Still, I managed to get dressed before Noah came home from school, and I even made spaghetti for dinner.
Thursday after I walked back from the bus stop, I scooped up Tigger and curled around him on my bed. What had I done wrong? Had I been bad at sex? I’d gotten weird for a while, hiding inside his duvet. And then I’d said all those things that made me sound not at all like the Wonder Woman persona I’d tried so hard to project. Maybe he’d decided I wasn’t worth the effort.
I probably wasn’t.
Tigger kneaded my scalp, running his claws through my hair and reminding me of Jackson’s shampoo-massage in his shower. He’d been so tender, so caring. Had he been putting me on? Pretending?

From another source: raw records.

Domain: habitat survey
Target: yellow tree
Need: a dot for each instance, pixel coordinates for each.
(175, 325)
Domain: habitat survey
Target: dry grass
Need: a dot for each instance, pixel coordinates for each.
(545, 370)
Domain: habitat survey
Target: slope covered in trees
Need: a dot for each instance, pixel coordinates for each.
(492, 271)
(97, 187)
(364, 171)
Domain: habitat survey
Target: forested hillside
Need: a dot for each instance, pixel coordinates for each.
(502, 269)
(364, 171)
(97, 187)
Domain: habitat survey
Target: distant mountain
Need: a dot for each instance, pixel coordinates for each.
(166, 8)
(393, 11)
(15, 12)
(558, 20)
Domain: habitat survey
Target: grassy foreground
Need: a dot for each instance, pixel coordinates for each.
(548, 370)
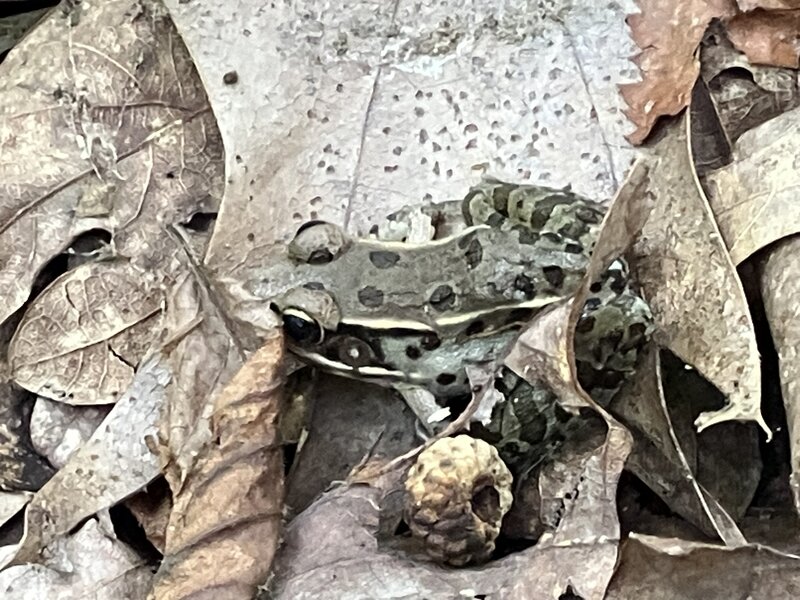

That line he’d used about never letting himself be with someone he respected, until me, had destroyed my defenses. But that’s all it had been: a line. Had he used the same one on that intern? Maybe he used it on everyone he wanted to sleep with.
I wasn’t special. Not to Jackson Jones. If I were, he’d have kept his promise.
Gently, I lifted Tigger off my pillow and wrapped it around my head. I let loose a scream—muffled by the feathers—and another, and another until I was hoarse. Maybe a tear escaped. Or maybe two. My pillow soaked them up, and no one was the wiser.
I hid under my bedspread well into the afternoon. At last, I dragged myself into the shower and was reasonably normal-looking by the time Noah walked inside.
I found some fish sticks and tater tots in the freezer for dinner. Esmy bit her lip but didn’t say anything.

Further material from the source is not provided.